Ukraine: Georgia’s Saakashvili Quits Odesa Job, Citing Corruption

Published: 08 November 2016

saakashviliSaakashvili was appointed governor of the Odesa region in 2015 (Photo: Mstyslav Chernov CC BY-SA 3.0)

By Chris Benevento

Former Georgian President Mikheil Saakashvili resigned as governor of Ukraine’s Odesa region on Monday, citing corruption in the central government as the main reason for his departure.

In a blistering speech that read more like an announcement of a run for office, Saakashvili accused officials of sabotaging his anti-corruption reforms and making it impossible for him to enact real change. Saakashvili will continue to serve as governor until his resignation is formally ratified by the cabinet and approved by President Petro Poroshenko.

The governor vowed that this was not the end of his fight and that he would go as far as necessary to "rid Ukraine of this smear of dirty corruption, which capitalizes on the blood of [Ukraine’s] soldiers and on the victims of the Maidan [and] betrayed the idea of the [2014] Ukrainian revolution."

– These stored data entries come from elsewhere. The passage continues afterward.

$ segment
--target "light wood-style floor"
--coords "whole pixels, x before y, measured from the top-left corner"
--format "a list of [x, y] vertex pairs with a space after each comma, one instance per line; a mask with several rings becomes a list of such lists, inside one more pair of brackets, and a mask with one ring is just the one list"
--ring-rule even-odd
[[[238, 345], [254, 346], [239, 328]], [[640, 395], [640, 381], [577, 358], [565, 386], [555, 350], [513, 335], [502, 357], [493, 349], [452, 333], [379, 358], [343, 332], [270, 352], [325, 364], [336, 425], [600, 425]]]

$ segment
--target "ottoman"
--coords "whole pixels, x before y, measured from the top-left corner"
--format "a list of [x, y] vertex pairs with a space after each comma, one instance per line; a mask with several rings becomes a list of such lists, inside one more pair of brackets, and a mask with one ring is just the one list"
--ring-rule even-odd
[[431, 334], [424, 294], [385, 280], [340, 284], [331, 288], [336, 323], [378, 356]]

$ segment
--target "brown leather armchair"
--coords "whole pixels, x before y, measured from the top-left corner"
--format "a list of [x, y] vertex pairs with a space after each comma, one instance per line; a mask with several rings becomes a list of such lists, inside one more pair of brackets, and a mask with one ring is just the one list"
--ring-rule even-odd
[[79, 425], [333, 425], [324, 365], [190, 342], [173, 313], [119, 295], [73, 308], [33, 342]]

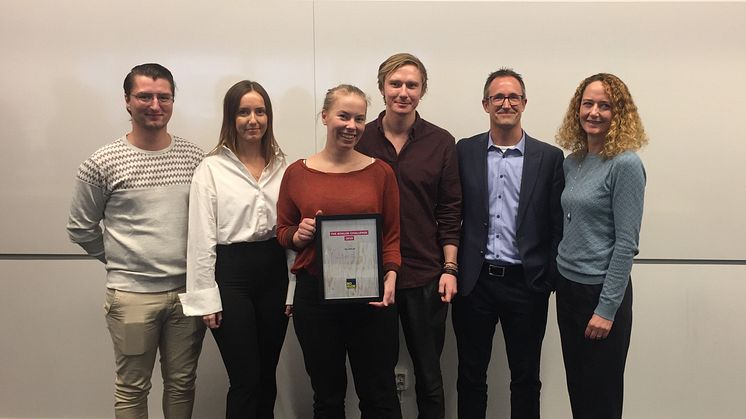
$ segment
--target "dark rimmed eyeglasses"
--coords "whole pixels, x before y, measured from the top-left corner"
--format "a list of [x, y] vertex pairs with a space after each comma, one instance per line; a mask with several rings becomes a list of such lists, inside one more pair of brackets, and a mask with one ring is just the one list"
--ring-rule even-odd
[[503, 106], [505, 104], [505, 101], [507, 100], [508, 103], [510, 103], [511, 106], [516, 106], [521, 103], [523, 100], [523, 95], [494, 95], [494, 96], [487, 96], [485, 101], [491, 103], [494, 106]]
[[174, 95], [169, 95], [168, 93], [147, 93], [147, 92], [140, 92], [137, 94], [132, 95], [135, 99], [137, 99], [140, 103], [150, 103], [153, 101], [153, 98], [155, 98], [158, 103], [161, 104], [167, 104], [172, 103], [174, 101]]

Standing before Odesa’s unfinished "open customs area," a Saakashvili project aimed at creating a graft-free customs terminal in the city, he accused the central government of stealing the money required to complete the refurbishment. The terminal was to have been completed last May.

Some Ukrainian analysts believe the resignation to be a sign that Saakashvili intends to ignite his own political movement in Ukraine. He has not confirmed this.

Saakashvili’s resignation comes after weeks of charged rhetoric accusing the Poroshenko government of deep corruption. Saakashvili said that the results of October’s International Monetary Fund-mandated declaration of assets for politicians was the final straw, pointing to the documented millions in assets held by government ministers, including Poroshenko.

Saakashvili was appointed governor of the Odesa region in May of 2015 and granted Ukrainian citizenship in the same month. In accepting Ukrainian citizenship, he renounced his right to citizenship in Georgia, where he faces certain arrest should he return due to pending charges of abuse of power during his presidency. His Georgian political party, the United National Movement, suffered significant losses in that country’s October elections.